Which of the following has the shortest carbon-carbon bond length?
A.${C_2}{H_2}$
B.${C_2}{H_4}$
C.${C_2}{H_6}$
D.All have the same bond length

Answer 1

Hint:The relationship between bond length and bond order will be taken into consideration. Bond order is inversely proportional to bond length.

Complete step by step answer:

Bond order and bond length is inversely proportional to each other, which defines that the carbon-carbon bond which has a larger bond order will have the shortest carbon-carbon bond length.
$B.O \propto \dfrac{1}{{B.L}}$
Where, B.O is bond order and B.L is bond length.

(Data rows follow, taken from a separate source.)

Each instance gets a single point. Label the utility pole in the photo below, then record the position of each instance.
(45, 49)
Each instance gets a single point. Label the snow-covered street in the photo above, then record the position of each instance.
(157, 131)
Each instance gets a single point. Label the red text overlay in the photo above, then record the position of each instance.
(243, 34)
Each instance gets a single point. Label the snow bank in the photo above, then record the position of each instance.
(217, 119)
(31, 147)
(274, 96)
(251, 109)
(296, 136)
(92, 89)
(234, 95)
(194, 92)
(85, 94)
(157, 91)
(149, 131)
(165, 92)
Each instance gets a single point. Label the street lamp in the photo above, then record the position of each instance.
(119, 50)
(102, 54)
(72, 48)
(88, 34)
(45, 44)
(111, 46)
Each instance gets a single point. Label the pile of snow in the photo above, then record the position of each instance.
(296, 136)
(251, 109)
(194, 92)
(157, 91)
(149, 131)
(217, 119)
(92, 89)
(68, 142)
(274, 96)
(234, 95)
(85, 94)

Bond order is always based upon \[C - C\] type of bond, \[C - C\] triple bond will always have a higher bond order and shortest bond length.

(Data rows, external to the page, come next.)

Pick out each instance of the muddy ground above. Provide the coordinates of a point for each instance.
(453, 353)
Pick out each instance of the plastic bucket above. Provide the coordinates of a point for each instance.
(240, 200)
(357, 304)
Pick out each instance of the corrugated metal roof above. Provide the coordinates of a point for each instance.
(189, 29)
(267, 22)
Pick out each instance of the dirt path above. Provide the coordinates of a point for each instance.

\[C - C\] Single bond will always have a lesser bond order and longest bond length.

As to compare bond order, we need to find out bond order.
For${C_2}{H_2}$, (Ethyne)


The carbon-carbon bond in ethyne is a triple bond, six electrons are shared in the triple bond.
Bond order will be \[3\].

For${C_2}{H_4}$ (Ethene)


The carbon-carbon bond in ethene is double bond, two electrons are shared in the double bond.
Bond order will be \[2\].

For${C_2}{H_6}$ (ethane)


The carbon-carbon bond in ethane is a single bond, two electrons are shared in the single bond.
Bond order will be \[1\].
By comparing the above three compounds we can conclude that the B.O of carbon-carbon bond ${C_2}{H_2}$ is highest.

So, according to the relation between these two ${C_2}{H_2}$ will have the shortest carbon-carbon bond length.
Therefore, option A is correct.


Note:
Bond order tells us about the number of bonds between two atoms in a molecule. Atoms and molecules may form bonds in which they share more than two electrons. Bond length or bond distance can be defined as the average distance between nuclei of two bonded atoms in a molecule.